La tercera parte de la obra, más esquemática, está dedicada a sugerir vías para aquilatar las categorías teológicas en las que se plasma lo expuesto. El propio Peacocke caracteriza su pensamiento como «naturalismo teísta» y «panenteísmo sacramental». La expresión «naturalismo teísta» suena paradójica: tal como suele entenderse, el naturalismo excluye –o al menos deja en suspenso la existencia de Dios, pues afirma que la naturaleza es «todo cuanto hay». Con este término, el autor pretende subrayar la autonomía del mundo natural, así como la presencia inmanente de Dios en él. Su objetivo es dejar claro que «no cabe experimentar a Dios como una especie de influencia adicional o factor añadido a los procesos del mundo que Él crea» (p. 199). Por otra parte, prolongando una tradición muy cara a la teología anglicana, y sirviéndose de la encarnación a modo de charnela, Peacocke aplica la categoría de «sacramento» al mundo en su conjunto, que así es interpretado como instrumento y símbolo de los designios divinos. En este contexto, resulta asimismo interesante la visión de la eucaristía como acontecimiento que allana el camino a la emergencia de nuevas potencialidades del material cósmico. 

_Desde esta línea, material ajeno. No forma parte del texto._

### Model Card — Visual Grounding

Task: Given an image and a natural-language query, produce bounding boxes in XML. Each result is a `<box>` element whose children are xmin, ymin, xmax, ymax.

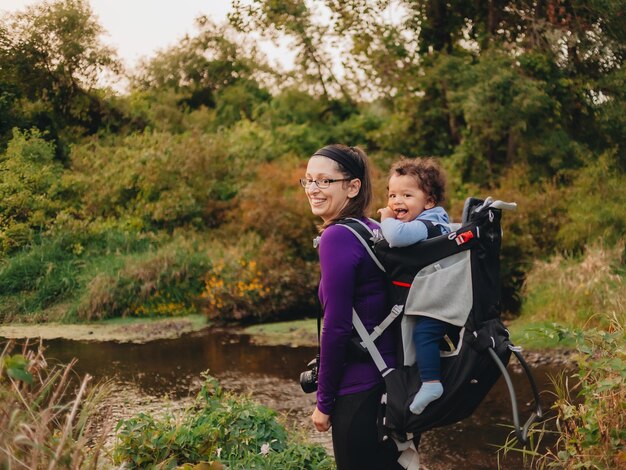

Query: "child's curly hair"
<box><xmin>389</xmin><ymin>157</ymin><xmax>446</xmax><ymax>206</ymax></box>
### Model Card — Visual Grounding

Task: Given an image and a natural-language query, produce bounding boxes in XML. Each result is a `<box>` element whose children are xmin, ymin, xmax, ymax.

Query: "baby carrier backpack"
<box><xmin>339</xmin><ymin>198</ymin><xmax>542</xmax><ymax>458</ymax></box>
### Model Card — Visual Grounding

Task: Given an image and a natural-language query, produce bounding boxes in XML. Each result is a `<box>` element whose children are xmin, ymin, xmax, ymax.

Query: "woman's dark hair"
<box><xmin>389</xmin><ymin>157</ymin><xmax>446</xmax><ymax>206</ymax></box>
<box><xmin>314</xmin><ymin>144</ymin><xmax>373</xmax><ymax>230</ymax></box>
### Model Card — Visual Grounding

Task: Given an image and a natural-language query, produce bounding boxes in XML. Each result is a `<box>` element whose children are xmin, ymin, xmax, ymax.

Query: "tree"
<box><xmin>0</xmin><ymin>0</ymin><xmax>121</xmax><ymax>148</ymax></box>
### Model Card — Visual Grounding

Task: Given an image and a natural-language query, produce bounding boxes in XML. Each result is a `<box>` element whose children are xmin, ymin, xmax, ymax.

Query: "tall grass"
<box><xmin>501</xmin><ymin>316</ymin><xmax>626</xmax><ymax>469</ymax></box>
<box><xmin>0</xmin><ymin>341</ymin><xmax>108</xmax><ymax>470</ymax></box>
<box><xmin>521</xmin><ymin>241</ymin><xmax>626</xmax><ymax>329</ymax></box>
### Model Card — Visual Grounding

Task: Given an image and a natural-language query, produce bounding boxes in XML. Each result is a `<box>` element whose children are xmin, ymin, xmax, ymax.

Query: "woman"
<box><xmin>300</xmin><ymin>145</ymin><xmax>401</xmax><ymax>470</ymax></box>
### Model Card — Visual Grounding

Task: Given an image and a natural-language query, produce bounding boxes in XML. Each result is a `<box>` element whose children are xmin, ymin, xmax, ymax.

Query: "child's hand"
<box><xmin>377</xmin><ymin>207</ymin><xmax>396</xmax><ymax>222</ymax></box>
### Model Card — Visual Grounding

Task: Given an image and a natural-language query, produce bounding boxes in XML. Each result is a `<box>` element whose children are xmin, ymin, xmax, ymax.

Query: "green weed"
<box><xmin>113</xmin><ymin>375</ymin><xmax>334</xmax><ymax>470</ymax></box>
<box><xmin>501</xmin><ymin>317</ymin><xmax>626</xmax><ymax>469</ymax></box>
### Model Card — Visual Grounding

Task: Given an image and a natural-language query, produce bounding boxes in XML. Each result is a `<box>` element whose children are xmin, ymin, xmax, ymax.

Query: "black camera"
<box><xmin>300</xmin><ymin>355</ymin><xmax>320</xmax><ymax>393</ymax></box>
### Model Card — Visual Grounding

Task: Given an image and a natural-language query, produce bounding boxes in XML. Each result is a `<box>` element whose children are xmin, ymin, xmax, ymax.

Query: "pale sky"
<box><xmin>0</xmin><ymin>0</ymin><xmax>289</xmax><ymax>81</ymax></box>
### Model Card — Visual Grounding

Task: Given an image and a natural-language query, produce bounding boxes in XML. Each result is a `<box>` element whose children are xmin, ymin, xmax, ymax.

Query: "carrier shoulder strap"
<box><xmin>416</xmin><ymin>218</ymin><xmax>442</xmax><ymax>238</ymax></box>
<box><xmin>336</xmin><ymin>217</ymin><xmax>387</xmax><ymax>272</ymax></box>
<box><xmin>336</xmin><ymin>218</ymin><xmax>404</xmax><ymax>370</ymax></box>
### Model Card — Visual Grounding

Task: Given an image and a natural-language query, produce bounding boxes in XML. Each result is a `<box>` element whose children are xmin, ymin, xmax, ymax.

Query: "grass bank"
<box><xmin>0</xmin><ymin>315</ymin><xmax>210</xmax><ymax>343</ymax></box>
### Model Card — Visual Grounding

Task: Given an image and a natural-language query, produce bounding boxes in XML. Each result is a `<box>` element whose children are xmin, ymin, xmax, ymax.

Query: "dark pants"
<box><xmin>413</xmin><ymin>317</ymin><xmax>448</xmax><ymax>382</ymax></box>
<box><xmin>331</xmin><ymin>385</ymin><xmax>402</xmax><ymax>470</ymax></box>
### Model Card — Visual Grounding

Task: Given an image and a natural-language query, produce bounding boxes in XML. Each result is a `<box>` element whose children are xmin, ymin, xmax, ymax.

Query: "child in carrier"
<box><xmin>378</xmin><ymin>158</ymin><xmax>450</xmax><ymax>414</ymax></box>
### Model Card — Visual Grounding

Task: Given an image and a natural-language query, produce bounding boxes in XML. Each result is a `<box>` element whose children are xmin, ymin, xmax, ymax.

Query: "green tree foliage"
<box><xmin>0</xmin><ymin>129</ymin><xmax>71</xmax><ymax>254</ymax></box>
<box><xmin>0</xmin><ymin>0</ymin><xmax>123</xmax><ymax>152</ymax></box>
<box><xmin>0</xmin><ymin>0</ymin><xmax>626</xmax><ymax>319</ymax></box>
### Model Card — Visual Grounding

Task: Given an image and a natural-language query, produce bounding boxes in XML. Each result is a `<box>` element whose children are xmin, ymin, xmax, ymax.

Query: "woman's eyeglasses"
<box><xmin>300</xmin><ymin>178</ymin><xmax>354</xmax><ymax>189</ymax></box>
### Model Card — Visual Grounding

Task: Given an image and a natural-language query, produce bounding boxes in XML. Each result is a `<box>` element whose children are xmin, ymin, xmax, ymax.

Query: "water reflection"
<box><xmin>34</xmin><ymin>330</ymin><xmax>557</xmax><ymax>470</ymax></box>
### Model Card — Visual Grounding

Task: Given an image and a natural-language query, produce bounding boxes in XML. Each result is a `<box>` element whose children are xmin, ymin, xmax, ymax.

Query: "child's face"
<box><xmin>388</xmin><ymin>175</ymin><xmax>435</xmax><ymax>222</ymax></box>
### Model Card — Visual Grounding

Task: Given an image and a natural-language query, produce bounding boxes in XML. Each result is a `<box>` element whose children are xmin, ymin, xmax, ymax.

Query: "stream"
<box><xmin>34</xmin><ymin>329</ymin><xmax>563</xmax><ymax>470</ymax></box>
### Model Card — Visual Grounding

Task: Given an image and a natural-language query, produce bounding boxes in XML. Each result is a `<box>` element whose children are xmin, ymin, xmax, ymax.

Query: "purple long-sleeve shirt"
<box><xmin>317</xmin><ymin>219</ymin><xmax>395</xmax><ymax>414</ymax></box>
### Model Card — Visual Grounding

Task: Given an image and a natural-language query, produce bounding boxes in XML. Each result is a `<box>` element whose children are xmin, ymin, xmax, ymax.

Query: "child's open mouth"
<box><xmin>394</xmin><ymin>209</ymin><xmax>408</xmax><ymax>219</ymax></box>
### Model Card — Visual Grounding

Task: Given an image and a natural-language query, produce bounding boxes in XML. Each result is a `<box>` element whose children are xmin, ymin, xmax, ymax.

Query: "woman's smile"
<box><xmin>305</xmin><ymin>156</ymin><xmax>350</xmax><ymax>222</ymax></box>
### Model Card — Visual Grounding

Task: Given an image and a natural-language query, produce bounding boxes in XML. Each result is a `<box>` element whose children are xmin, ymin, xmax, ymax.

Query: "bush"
<box><xmin>504</xmin><ymin>318</ymin><xmax>626</xmax><ymax>469</ymax></box>
<box><xmin>75</xmin><ymin>236</ymin><xmax>211</xmax><ymax>321</ymax></box>
<box><xmin>113</xmin><ymin>375</ymin><xmax>334</xmax><ymax>470</ymax></box>
<box><xmin>201</xmin><ymin>234</ymin><xmax>319</xmax><ymax>321</ymax></box>
<box><xmin>72</xmin><ymin>131</ymin><xmax>244</xmax><ymax>230</ymax></box>
<box><xmin>0</xmin><ymin>219</ymin><xmax>153</xmax><ymax>321</ymax></box>
<box><xmin>0</xmin><ymin>129</ymin><xmax>70</xmax><ymax>256</ymax></box>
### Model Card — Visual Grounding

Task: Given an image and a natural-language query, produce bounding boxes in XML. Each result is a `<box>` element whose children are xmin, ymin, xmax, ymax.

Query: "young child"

Peacocke destaca por su audacia para proponer sugerentes y arriesgados modelos de la relación de Dios con el mundo. En esta obra, no obstante, prefiere recurrir al repertorio clásico de la tradición judeo-cristiana –la Sabiduría y el Logos, en especial– o a la noción de las «increadas energías divinas», de tanta raigambre en la Iglesia oriental. La exploración de tales ideas desemboca de forma casi natural en las consideraciones sobre la Trinidad con que se cierra la parte argumentativa del libro, que viene enmarcada por dos textos de carácter más meditativo, uno inicial sobre el Génesis y otro conclusivo sobre los sacramentos.

Es ésta, pues, una obra de sólida y cuidada argumentación, así como muy rica en sugerencias. Razón más que suficiente para acometer con paciencia la lectura de algunos pasajes difíciles. Así podrán apreciarse mejor los matices de la posición de Peacocke, que contiene no poca materia de controversia (por ejemplo, ¿hasta qué punto es legítimo afirmar que los procesos descritos por la ciencia son, en sí mismos, Dios en su actividad creadora?). Porque suscita abundantes preguntas, porque da mucho que pensar, la propuesta del teólogo anglicano es ya una referencia fundamental en esta era de la ciencia en que vivimos.